Many thanks to the IntlLawGrrls for the opportunity to announce Routledge's publication this month of Cosmopolitan Justice and its Discontents, the volume that I co-edited with my University of Oslo colleague, Professor of Criminology Katja Franko Aas.
This book:
► Seeks to fill a lacuna with respect to critical and legal perspectives within the field of cosmopolitanism, which has largely been dominated by positive literature within sociology, political science or philosophy.
► Highlights the importance of international economic and investment law and its institutions when assessing the evolution of cosmopolitan norms. Included is a presentation of the Council of Ethics of the Norwegian Government Pension Fund, as an empirical example.

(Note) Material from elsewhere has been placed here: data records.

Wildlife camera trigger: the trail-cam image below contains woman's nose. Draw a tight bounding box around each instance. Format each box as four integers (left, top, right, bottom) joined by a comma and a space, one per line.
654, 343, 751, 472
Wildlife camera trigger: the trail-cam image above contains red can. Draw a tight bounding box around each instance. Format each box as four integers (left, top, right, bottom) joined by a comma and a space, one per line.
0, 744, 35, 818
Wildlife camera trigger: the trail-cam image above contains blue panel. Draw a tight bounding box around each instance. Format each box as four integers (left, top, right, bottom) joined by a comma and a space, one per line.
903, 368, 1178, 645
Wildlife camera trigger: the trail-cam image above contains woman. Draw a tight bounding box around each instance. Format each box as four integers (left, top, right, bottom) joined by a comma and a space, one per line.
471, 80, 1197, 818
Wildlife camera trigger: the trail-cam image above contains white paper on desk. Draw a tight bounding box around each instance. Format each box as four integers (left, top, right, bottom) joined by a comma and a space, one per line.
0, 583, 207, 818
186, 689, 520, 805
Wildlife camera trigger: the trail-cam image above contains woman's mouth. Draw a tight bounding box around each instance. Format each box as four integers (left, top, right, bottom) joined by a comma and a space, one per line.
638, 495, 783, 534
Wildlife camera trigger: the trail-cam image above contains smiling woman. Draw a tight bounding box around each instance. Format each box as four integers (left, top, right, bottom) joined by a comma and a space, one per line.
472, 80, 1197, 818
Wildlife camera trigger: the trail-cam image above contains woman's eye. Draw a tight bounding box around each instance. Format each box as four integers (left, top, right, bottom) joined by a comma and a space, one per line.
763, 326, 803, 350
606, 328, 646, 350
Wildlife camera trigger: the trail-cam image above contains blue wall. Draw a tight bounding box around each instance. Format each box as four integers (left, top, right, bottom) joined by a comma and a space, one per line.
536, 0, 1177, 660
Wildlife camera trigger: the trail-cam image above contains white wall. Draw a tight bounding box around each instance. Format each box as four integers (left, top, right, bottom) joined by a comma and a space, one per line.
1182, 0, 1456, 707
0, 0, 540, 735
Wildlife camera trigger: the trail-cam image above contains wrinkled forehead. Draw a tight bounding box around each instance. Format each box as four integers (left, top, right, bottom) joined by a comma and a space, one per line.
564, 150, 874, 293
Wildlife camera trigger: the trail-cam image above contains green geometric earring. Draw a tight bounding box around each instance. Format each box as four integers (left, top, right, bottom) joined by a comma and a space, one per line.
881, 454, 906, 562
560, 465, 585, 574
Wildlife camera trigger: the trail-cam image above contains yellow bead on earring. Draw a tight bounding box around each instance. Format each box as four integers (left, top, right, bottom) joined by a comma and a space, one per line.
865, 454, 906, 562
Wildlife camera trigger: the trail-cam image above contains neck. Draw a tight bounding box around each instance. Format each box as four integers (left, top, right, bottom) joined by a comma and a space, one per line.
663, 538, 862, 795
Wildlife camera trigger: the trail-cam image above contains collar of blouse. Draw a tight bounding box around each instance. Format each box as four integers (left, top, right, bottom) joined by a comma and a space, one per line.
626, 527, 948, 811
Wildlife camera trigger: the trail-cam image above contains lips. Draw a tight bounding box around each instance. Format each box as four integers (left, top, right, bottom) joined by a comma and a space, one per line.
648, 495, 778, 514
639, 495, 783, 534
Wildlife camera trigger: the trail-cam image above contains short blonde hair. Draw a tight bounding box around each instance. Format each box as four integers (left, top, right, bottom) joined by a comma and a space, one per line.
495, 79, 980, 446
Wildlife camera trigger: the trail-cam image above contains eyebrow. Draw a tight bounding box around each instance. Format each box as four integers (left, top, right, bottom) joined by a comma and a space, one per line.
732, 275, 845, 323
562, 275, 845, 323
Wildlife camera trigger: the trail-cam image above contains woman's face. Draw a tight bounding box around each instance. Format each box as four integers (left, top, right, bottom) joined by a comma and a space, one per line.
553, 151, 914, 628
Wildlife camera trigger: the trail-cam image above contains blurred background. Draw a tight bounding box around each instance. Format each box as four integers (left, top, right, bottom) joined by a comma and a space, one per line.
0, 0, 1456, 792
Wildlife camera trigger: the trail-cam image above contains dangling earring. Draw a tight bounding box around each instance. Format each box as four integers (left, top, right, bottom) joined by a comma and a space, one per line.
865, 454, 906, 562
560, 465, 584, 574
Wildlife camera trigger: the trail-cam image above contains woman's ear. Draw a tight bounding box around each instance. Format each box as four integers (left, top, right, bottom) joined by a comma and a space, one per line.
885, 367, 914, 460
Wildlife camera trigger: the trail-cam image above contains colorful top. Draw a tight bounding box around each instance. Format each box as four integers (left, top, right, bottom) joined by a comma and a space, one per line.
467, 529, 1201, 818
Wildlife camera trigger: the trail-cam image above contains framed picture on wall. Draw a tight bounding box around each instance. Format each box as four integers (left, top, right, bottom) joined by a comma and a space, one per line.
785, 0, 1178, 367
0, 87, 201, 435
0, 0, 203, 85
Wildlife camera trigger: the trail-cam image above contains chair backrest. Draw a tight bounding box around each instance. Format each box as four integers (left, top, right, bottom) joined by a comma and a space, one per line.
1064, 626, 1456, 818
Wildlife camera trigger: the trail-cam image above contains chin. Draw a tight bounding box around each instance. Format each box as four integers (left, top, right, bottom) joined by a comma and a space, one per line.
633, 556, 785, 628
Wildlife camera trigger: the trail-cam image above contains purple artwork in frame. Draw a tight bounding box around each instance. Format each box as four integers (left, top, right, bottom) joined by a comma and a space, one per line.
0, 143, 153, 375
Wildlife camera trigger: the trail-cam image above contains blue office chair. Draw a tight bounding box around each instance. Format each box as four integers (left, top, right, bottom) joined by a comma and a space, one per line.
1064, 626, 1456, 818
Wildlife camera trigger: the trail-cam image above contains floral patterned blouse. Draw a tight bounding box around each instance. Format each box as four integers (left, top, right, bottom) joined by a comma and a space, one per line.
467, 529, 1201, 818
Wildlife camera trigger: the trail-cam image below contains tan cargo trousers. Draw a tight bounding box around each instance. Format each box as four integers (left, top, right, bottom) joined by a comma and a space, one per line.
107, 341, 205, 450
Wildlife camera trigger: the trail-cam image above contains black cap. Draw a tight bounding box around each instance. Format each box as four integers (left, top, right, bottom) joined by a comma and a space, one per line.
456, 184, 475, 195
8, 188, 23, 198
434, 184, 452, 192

► Contains five chapters by women scholars. Utrecht Professor Chrisje Brants addresses dilemmas related to collective guilt and International Criminal Law; Lucerne Senior Researcher Kyriaki Topidi discusses the process of European Union constitutionalization in Turkey and resulting tensions relating to the values tolerance and diversity; Central Lancashire Professor Barbara Hudson and Oslo Professor Katja Franko Aas both explain ironies related to migration and counter-terrorist policies and practices; and yours truly, Cecilia Marcela Bailliet, seeks to explore how a single act of conscientious objection by an individual American soldier revealed a complex network of cosmopolitan federalism.